A new study published in the Religion, Brain and Behavior Journal explored the idea that behavioral models displayed by religious parents are often what crafts their child’s future beliefs.
Joseph Langston, researcher at the Atheist Research Collaborative, shared that he was interested in this specific topic because his main focus of research is how and why people choose to become atheists.
“At the beginning of this project, the thought process was that perhaps a growing number of people are becoming non-believers because belief was not modeled to them in any appreciable or robust way during their upbringing,” Langston shared with PsyPost, but added that the end result of the study surprised him.

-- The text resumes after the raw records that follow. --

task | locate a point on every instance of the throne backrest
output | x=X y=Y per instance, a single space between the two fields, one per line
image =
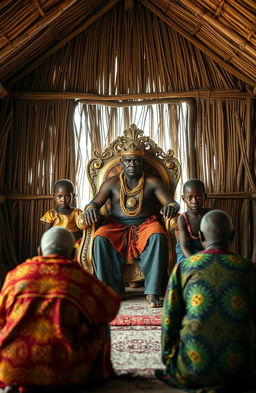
x=107 y=163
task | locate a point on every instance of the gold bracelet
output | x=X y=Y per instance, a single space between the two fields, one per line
x=90 y=207
x=173 y=205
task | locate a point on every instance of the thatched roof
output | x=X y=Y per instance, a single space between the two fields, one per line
x=32 y=30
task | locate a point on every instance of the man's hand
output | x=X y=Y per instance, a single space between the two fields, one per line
x=91 y=215
x=169 y=211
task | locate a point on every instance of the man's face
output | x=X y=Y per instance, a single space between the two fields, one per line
x=63 y=197
x=132 y=165
x=194 y=197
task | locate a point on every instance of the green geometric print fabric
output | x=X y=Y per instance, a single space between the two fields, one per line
x=208 y=324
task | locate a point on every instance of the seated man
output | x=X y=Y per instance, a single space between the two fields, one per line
x=54 y=321
x=208 y=325
x=133 y=231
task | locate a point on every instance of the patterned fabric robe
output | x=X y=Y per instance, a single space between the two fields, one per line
x=208 y=325
x=54 y=324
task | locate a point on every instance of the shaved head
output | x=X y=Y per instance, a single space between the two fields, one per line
x=58 y=241
x=216 y=227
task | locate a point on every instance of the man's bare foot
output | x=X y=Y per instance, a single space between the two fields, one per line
x=154 y=301
x=135 y=284
x=11 y=389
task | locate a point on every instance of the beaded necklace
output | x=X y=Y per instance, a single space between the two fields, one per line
x=127 y=196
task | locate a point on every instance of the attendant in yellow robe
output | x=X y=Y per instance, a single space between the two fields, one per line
x=63 y=215
x=54 y=318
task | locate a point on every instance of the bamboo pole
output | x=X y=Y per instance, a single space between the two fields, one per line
x=36 y=28
x=221 y=61
x=208 y=94
x=3 y=91
x=37 y=5
x=62 y=43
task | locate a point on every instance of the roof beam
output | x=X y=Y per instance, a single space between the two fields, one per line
x=219 y=60
x=206 y=16
x=3 y=91
x=92 y=98
x=62 y=43
x=36 y=28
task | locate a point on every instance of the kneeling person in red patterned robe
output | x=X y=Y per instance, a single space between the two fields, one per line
x=54 y=320
x=133 y=231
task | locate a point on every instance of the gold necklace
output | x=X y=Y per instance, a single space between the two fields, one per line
x=126 y=193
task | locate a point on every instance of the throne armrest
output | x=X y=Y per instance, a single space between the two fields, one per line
x=80 y=222
x=171 y=226
x=85 y=250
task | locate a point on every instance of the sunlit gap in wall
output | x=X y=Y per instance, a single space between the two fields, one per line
x=167 y=123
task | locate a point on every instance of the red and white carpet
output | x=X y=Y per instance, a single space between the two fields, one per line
x=135 y=336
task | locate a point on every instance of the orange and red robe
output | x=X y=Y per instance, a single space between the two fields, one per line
x=130 y=240
x=53 y=324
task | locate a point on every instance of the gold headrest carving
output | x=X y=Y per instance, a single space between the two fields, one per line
x=133 y=142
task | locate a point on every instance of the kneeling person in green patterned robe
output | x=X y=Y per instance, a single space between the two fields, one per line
x=208 y=325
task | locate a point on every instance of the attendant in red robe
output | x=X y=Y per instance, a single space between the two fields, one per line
x=54 y=321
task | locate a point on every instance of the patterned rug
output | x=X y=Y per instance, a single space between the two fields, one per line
x=134 y=311
x=135 y=337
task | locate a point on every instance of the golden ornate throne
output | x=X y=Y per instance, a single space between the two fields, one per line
x=106 y=164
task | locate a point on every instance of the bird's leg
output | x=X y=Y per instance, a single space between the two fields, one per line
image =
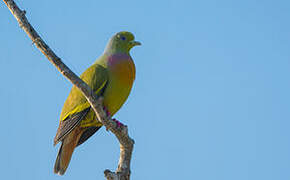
x=119 y=124
x=107 y=111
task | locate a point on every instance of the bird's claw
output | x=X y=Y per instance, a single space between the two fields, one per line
x=119 y=124
x=108 y=114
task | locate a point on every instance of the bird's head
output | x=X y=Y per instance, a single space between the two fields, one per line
x=121 y=42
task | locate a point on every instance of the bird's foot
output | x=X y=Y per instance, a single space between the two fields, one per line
x=119 y=124
x=107 y=111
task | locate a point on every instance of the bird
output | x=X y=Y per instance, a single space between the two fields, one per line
x=111 y=76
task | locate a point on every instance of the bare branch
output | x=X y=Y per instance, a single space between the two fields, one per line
x=126 y=143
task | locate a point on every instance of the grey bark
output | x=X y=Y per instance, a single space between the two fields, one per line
x=126 y=143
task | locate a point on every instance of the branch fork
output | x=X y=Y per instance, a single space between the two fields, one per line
x=121 y=133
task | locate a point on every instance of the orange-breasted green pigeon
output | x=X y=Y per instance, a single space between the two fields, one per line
x=112 y=77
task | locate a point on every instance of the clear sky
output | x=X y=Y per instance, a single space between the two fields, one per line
x=210 y=101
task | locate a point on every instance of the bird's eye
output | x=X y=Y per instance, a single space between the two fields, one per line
x=123 y=38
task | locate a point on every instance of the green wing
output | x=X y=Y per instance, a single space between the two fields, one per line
x=76 y=106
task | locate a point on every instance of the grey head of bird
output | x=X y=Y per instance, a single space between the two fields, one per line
x=121 y=42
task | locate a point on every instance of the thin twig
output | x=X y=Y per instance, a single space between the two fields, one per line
x=126 y=143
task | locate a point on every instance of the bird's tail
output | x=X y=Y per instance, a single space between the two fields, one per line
x=65 y=152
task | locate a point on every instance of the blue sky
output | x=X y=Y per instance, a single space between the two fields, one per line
x=210 y=101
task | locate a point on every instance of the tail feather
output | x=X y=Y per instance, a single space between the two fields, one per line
x=65 y=151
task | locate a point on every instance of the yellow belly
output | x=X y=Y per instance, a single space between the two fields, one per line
x=120 y=82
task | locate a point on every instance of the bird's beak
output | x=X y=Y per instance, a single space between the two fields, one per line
x=135 y=43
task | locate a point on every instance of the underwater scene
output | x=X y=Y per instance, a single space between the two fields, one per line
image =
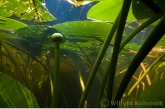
x=82 y=54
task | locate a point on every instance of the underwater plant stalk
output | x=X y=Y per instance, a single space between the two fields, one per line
x=57 y=38
x=138 y=29
x=97 y=63
x=111 y=67
x=14 y=60
x=150 y=42
x=145 y=73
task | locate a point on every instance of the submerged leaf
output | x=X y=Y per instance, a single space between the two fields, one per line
x=26 y=9
x=13 y=94
x=108 y=10
x=153 y=96
x=84 y=33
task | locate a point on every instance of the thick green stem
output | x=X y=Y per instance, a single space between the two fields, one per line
x=111 y=68
x=150 y=42
x=56 y=75
x=104 y=80
x=96 y=65
x=145 y=73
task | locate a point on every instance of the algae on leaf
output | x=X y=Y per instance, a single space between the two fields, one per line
x=13 y=94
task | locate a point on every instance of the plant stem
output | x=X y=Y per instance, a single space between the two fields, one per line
x=150 y=42
x=56 y=75
x=96 y=65
x=111 y=68
x=145 y=73
x=104 y=80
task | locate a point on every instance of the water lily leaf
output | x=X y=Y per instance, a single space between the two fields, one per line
x=13 y=94
x=83 y=31
x=35 y=33
x=6 y=23
x=153 y=96
x=5 y=13
x=27 y=10
x=141 y=11
x=108 y=11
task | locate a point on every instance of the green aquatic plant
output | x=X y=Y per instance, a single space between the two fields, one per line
x=57 y=38
x=81 y=35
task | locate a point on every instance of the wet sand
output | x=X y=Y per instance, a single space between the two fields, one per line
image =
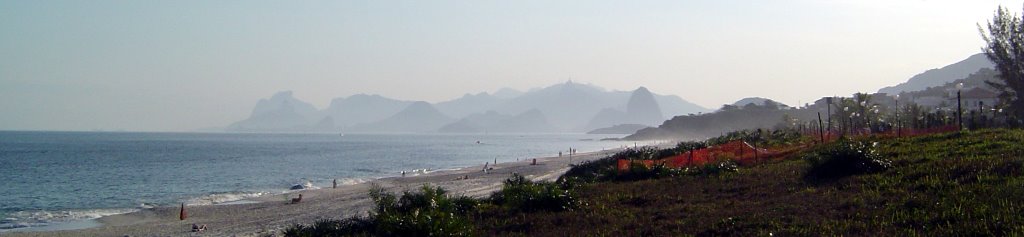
x=269 y=214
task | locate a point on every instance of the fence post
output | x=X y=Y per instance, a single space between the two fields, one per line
x=821 y=129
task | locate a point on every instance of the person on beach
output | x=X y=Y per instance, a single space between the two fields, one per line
x=198 y=228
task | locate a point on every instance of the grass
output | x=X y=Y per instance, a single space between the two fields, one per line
x=964 y=184
x=942 y=185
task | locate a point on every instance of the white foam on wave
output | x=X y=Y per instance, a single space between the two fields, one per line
x=42 y=219
x=352 y=181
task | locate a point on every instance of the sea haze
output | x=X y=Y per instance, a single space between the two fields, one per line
x=66 y=176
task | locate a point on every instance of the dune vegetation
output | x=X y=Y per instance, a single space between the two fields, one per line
x=967 y=183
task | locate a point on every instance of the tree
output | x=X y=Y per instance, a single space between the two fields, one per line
x=1005 y=46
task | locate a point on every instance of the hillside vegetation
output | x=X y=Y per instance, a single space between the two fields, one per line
x=955 y=184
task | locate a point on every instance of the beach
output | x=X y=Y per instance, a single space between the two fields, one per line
x=269 y=214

Researchers gathered over 5,000 atheists and asked them two questions: How old were they when they gave up on their religion, and how committed were their parents in their own faith? The study found that when parents choose to be sincere and dedicated in their beliefs in front of their children, the children later delay their decision to resort to atheism at a later age. But when parents are insincere and unfaithful, their offspring have a more difficult time believing their religion to hold truth.
Langston shares three main takeaways from this particular study: “First, the extent to which parents faithfully model their own religious beliefs to their children, works in tandem with other processes to produce unique trajectories of the timing at which one becomes an atheist: being allowed greater religious choice seems to drive the age of atheism down, but so do elevated levels of religious conflict.”
Second, people should remember that parents’ religious behavior is not always directly linked to their offspring’s decision to choose atheism.
And third, religious behavior and practices have a significant amount of influence on a child.